Jalen Pickett Should Make Penn State Fans... Horny For Hoops?
Micah Shrewsberry Off To A Good Start (On Paper)
Immediately eligible thanks to the one-time transfer rule, with two years of eligibility remaining, Jalen Pickett’s 76 games at Siena resulted in averages of 15.0 points, 4.9 rebounds and 6.1 assists per game.
A fringe NBA-level talent, he’s the sort of player who can alter the direction of an entire program, which is exactly what Penn State fans hope happen when he dons the uniform next season.
No pressure on the kid or anything after all those hyperbolic statements.
Pickett won’t be the lone new face in Happy Valley. Micah Shrewsberry isn’t exactly a household name in the college basketball community. Last seen as an associate head coach at Purdue, Penn State hired him to hopefully usher in a new era of success.
If not that, at least competence.
Luckily for him, the bar is low. Only earning two pairs of dancing slippers since 1996, and losing five players from last season’s team to the transfer portal, Shrewsberry’s job is to decidedly not be Pat Chambers.

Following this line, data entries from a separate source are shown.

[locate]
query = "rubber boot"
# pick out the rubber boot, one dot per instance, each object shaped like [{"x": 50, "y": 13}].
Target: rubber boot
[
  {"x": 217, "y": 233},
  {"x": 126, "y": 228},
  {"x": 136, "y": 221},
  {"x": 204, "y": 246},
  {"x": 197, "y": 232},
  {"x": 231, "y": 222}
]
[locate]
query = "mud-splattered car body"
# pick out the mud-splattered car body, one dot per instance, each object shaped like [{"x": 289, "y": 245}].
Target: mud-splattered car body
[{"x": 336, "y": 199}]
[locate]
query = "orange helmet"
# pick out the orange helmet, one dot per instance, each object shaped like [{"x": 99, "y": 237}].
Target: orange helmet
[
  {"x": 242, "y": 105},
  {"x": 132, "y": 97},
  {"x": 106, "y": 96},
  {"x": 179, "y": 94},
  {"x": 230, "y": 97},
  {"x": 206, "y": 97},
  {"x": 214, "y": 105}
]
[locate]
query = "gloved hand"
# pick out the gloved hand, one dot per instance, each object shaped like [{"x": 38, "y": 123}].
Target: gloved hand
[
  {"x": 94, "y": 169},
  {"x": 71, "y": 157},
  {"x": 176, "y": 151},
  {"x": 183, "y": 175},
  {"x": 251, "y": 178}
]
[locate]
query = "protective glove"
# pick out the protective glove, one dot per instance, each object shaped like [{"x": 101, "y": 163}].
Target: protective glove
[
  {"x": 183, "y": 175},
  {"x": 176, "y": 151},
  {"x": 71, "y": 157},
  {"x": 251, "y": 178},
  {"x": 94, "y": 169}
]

Chambers not only failed to bring any form of delight to Happy Valley, but he was often mired in scandal. That’s not exactly a great combination for a coach with a sub-500 record.
Chambers’ failures are his; though not his alone, as it could be argued Penn State clung to its wayward head coach for a few seasons too long.
It doesn’t matter much now. Shrewsberry is their guy and he’s already off to a good start. As it always is in the offseason, the start appears good just on paper for the time being. We’ll see if it translate in a practical matter when unpaid laborers are trotting about the hardwood.
In great haste, Penn State made shockwaves by landing the aforementioned Pickett; a transfer from Siena who is coming off a bit of a rough season, but is one of the best guards in the country.
Someone with (presumably) NBA Draft aspirations choosing Penn State and Shrewsberry is a good omen; provided his stock improves over the next 10 months.
If Pickett ups his fringe status to something of a more sure-fire thing under Shrewsberry’s program, it would theoretically lead to a trickle effect on the recruiting trail, resulting in higher-tier prospects wanting to play for the begotten Big 10 school.
Last season, the 6-foot-4 guard was hampered by a hamstring injury and numerous COVID-19 pauses, averaging 12.9 points, 6.3 rebounds and 4.8 assists per game. The counting numbers are not mind-altering; although the issues and pauses, as well as Siena’s style of play, did him no favors.
Pickett chose PSU over Oregon State. That’s not exactly winning away a prospect from Duke, but a program has to start somewhere. As we discussed in the past, not everyone owns a microwave.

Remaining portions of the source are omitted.